Figure 4. — FoxQ1 is a novel regulator of *IL-1α*. A, RNA-seq analysis of *IL-1α* gene expression in EV cells FoxQ1 overexpressing SUM159 cells. Data shown are mean ± SD (n = 3). *P < 0.05 by two-sided Student's t-test. B, Positive correlation between *FoxQ1* and *IL-1α* expression in breast tumor TCGA dataset (n = 1097). Pearson's test was used to determine statistical significance of the correlation. C, Quantification of *IL-1α* mRNA expression in EV and FoxQ1 overexpressing SUM159 cells. Data shown are mean ± SD (n = 3). *P < 0.05 by two-sided Student's t-test. D, Quantification of IL-1α secretion in the media of EV or FoxQ1 overexpressing SUM159 cells. Data shown are mean ± SD (n = 3). *P < 0.05 by two-sided Student's t-test. E, Identification of a putative FoxQ1 binding site in the promoter region of *IL-1α* in SUM159 cells.. The bar graph shows recruitment of FoxQ1 at the *IL-1α* promoter by ChIP analysis. The results shown are mean ± SD (n = 3). *P < 0.05 by two-sided Student's t-test. Experiments were done twice with similar results.
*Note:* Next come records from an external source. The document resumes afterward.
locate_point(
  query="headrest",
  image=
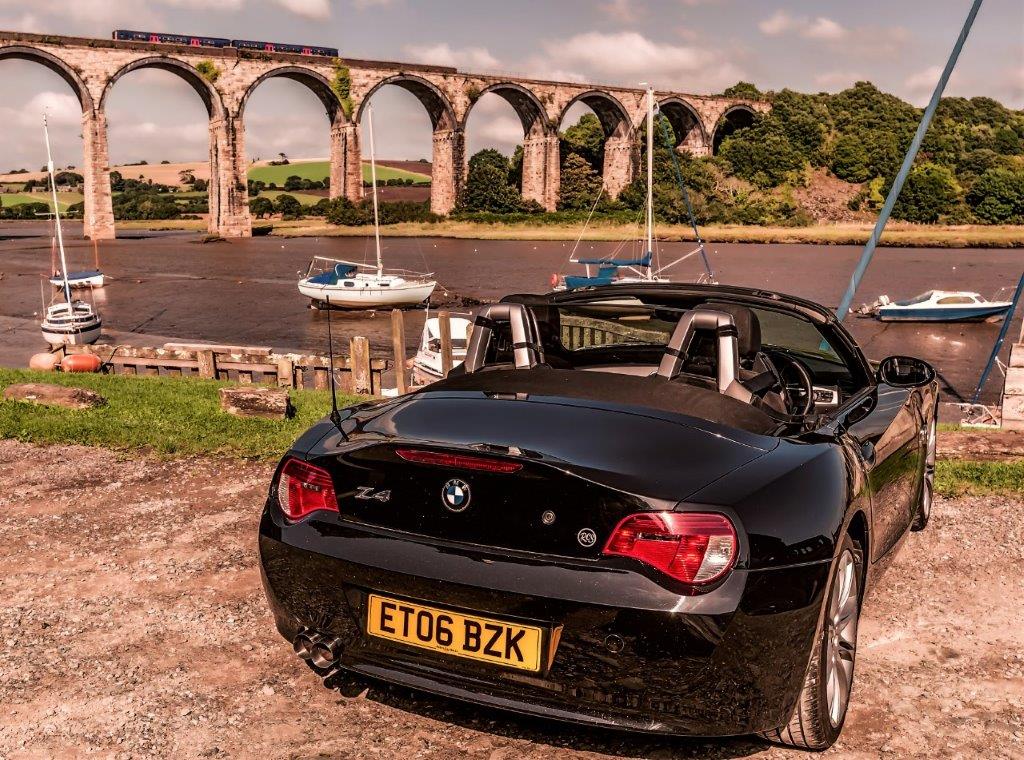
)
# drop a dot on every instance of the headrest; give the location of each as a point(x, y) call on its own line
point(748, 326)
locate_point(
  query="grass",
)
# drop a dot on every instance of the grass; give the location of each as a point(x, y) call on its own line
point(163, 415)
point(960, 476)
point(18, 199)
point(320, 169)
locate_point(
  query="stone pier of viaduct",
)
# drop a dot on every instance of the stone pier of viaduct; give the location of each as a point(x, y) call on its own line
point(92, 67)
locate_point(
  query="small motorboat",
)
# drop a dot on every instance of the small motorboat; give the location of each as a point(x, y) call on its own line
point(73, 323)
point(427, 364)
point(937, 305)
point(351, 285)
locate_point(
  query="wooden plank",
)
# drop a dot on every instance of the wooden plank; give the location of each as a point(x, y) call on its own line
point(359, 356)
point(444, 323)
point(207, 365)
point(398, 345)
point(218, 348)
point(322, 379)
point(286, 373)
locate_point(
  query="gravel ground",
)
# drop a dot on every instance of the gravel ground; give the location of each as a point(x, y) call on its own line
point(132, 625)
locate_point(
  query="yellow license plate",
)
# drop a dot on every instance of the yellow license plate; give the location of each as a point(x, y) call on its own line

The RNA-seq data indicated a significantly higher level of IL-8 mRNA in FoxQ1 overexpressing SUM159 cells compared to EV cells (Figure 5A). A significant positive association between expression of IL-8 and that of FoxQ1 was also observed in the breast cancer TCGA dataset (Figure 5B). Overexpression of IL-8 in FoxQ1 overexpressing SUM159 cell was confirmed by qRT-PCR (Figure 5C). The level of IL-8 in the media was also significantly higher in the FoxQ1 overexpressing SUM159 cells when compared to EV cells (Figure 5D). Three FoxQ1 binding consensus sequences were observed at the promoter of IL-8. ChIP assay confirmed recruitment of FoxQ1 at two of those sites of IL-8 promoter (Figure 5E). Similarly, FoxQ1 overexpressing MCF-7 cells exhibited a significantly higher level of IL-8 secretion in comparison with EV cells (Figure S3A). Furthermore, FoxQ1 was recruited at two sites of the IL-8 promoter in MCF-7 cells (Figure S3B).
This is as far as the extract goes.